5.3.3. Impact of Different Wind Turbine Capacities on Optimized Scheduling Results
In the electricity market environment, the effectiveness of deep peak shaving and energy storage devices in improving wind power consumption was further verified by gradually increasing the installed capacity of wind farms and analyzing the wind curtailment situation and economic operation of different wind power installed capacities in Mode 3.
As can be seen from
Table 3 and
Figure 12, as the wind power capacity increases, the wind curtailment rate also increases, with a 22.99% increase in curtailment rate when the installed capacity of wind power increases from 300 MW to 500 MW. The demand for deep peak shaving in thermal power increases, the cost of fuel for deep peak shaving in thermal power increases, and the profit of thermal power peak shaving and the total cost of the system show an increasing trend, while the wind power profit shows a trend of first increasing and then decreasing. Considering all aspects, the installed capacity of wind power in the system should take into account both system aggressiveness and wind curtailment rate, and moderate wind power integration is recommended.
6. Conclusions
In this paper, we have addressed the uncertainty of day-ahead forecasting errors and the auxiliary service constraints of deep peak shaving. We have proposed a two-stage optimized scheduling model for day-ahead and intra-day scheduling and conducted multi-mode case analysis to draw the following conclusions:
Firstly, the scenario-based day-ahead random optimization scheduling approach effectively resolves the trade-off between reserving spare capacity and sacrificing economic efficiency. The optimized unit combination obtained demonstrates universality for various scenarios.
Secondly, the intra-day dynamic economic scheduling, based on the day-ahead random unit combination, includes the auxiliary service constraints of thermal power units participating in deep peak shaving. By enabling both thermal power units and energy storage units to participate in optimized scheduling, the accommodation capacity of wind power is further improved.

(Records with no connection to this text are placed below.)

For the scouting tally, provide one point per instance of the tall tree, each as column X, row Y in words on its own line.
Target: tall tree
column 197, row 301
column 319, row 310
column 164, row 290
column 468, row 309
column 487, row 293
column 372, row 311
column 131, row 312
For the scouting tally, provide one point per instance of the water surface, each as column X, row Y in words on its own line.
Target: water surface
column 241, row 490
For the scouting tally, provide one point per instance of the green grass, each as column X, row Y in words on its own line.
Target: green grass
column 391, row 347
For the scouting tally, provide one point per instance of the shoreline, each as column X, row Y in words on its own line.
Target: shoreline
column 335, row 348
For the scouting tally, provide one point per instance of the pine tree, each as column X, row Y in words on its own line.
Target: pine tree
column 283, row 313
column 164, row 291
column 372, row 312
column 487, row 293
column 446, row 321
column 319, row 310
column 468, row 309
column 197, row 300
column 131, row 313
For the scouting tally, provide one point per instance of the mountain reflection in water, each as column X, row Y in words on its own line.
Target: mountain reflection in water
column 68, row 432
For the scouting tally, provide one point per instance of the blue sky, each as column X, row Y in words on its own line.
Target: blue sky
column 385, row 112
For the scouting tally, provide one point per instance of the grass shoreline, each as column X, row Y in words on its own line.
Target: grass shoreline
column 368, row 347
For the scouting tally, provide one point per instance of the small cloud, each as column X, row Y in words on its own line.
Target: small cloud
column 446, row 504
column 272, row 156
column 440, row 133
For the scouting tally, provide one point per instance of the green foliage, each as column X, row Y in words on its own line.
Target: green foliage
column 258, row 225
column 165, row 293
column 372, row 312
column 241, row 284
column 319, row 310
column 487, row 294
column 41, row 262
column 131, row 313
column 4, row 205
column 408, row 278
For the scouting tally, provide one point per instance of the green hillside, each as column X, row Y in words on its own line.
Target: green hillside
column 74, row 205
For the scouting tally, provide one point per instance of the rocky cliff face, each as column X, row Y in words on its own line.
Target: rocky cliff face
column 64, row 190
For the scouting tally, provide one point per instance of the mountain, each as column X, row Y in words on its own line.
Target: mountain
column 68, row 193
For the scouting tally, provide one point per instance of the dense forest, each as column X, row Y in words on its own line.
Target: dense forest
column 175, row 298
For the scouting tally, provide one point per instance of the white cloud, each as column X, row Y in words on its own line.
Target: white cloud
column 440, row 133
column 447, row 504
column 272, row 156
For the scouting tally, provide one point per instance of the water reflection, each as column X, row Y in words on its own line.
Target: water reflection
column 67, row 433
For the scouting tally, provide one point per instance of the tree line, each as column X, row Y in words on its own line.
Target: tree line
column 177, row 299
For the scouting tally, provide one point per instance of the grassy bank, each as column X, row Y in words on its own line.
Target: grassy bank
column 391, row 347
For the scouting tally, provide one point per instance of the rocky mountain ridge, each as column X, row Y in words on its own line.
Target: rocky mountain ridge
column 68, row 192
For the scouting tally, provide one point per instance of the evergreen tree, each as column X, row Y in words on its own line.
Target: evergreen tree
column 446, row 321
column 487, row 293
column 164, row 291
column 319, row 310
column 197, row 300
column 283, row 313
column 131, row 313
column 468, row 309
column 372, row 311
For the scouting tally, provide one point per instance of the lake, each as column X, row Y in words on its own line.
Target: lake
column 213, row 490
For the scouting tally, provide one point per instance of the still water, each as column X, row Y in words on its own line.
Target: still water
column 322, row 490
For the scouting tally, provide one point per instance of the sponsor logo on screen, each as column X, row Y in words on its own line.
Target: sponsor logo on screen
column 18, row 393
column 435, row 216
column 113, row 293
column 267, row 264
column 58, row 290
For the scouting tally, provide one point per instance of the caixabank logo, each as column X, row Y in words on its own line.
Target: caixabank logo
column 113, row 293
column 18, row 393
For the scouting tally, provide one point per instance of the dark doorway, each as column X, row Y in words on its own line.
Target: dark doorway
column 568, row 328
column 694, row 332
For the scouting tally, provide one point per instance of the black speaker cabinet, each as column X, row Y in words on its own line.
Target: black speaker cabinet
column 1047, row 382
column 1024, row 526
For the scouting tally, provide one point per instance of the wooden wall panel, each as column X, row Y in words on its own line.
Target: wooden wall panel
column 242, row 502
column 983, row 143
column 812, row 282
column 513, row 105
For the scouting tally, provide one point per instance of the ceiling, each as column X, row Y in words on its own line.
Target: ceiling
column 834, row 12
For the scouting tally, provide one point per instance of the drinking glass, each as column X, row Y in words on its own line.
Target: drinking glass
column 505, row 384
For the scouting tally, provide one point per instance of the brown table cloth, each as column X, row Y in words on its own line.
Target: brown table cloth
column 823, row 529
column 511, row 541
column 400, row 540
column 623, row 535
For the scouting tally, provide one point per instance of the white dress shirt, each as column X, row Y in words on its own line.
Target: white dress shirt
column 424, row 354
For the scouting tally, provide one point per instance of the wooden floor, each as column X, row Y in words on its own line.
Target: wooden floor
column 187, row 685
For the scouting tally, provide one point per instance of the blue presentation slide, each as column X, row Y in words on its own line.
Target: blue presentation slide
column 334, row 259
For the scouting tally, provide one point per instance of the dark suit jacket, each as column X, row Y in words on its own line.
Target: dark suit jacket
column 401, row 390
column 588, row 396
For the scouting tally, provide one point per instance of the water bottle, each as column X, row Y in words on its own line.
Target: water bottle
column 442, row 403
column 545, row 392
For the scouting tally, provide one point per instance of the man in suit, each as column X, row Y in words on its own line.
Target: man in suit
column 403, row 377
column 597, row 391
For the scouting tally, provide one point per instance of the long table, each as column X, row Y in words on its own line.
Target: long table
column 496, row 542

Lastly, in the electricity market environment, increasing wind power capacity can enhance the profits of thermal power peak shaving. However, we observed that wind power profits exhibit a trend of initial increase followed by a subsequent decrease as wind power capacity increases. Considering system proactivity and the curtailed wind power rate, it is advisable to moderately install wind power capacity in grid-connected wind farms within the power system.
In conclusion, our study demonstrates the effectiveness of the proposed scheduling model in managing day-ahead uncertainty and enhancing the accommodation of wind power. Future work can focus on further improving the model by considering additional factors, such as demand response and transmission constraints. Additionally, it is important to acknowledge the limitations of our research, such as considering load and renewables uncertainties, which are relevant in reducing costs and avoiding network problems, and will be the focus of further investigation.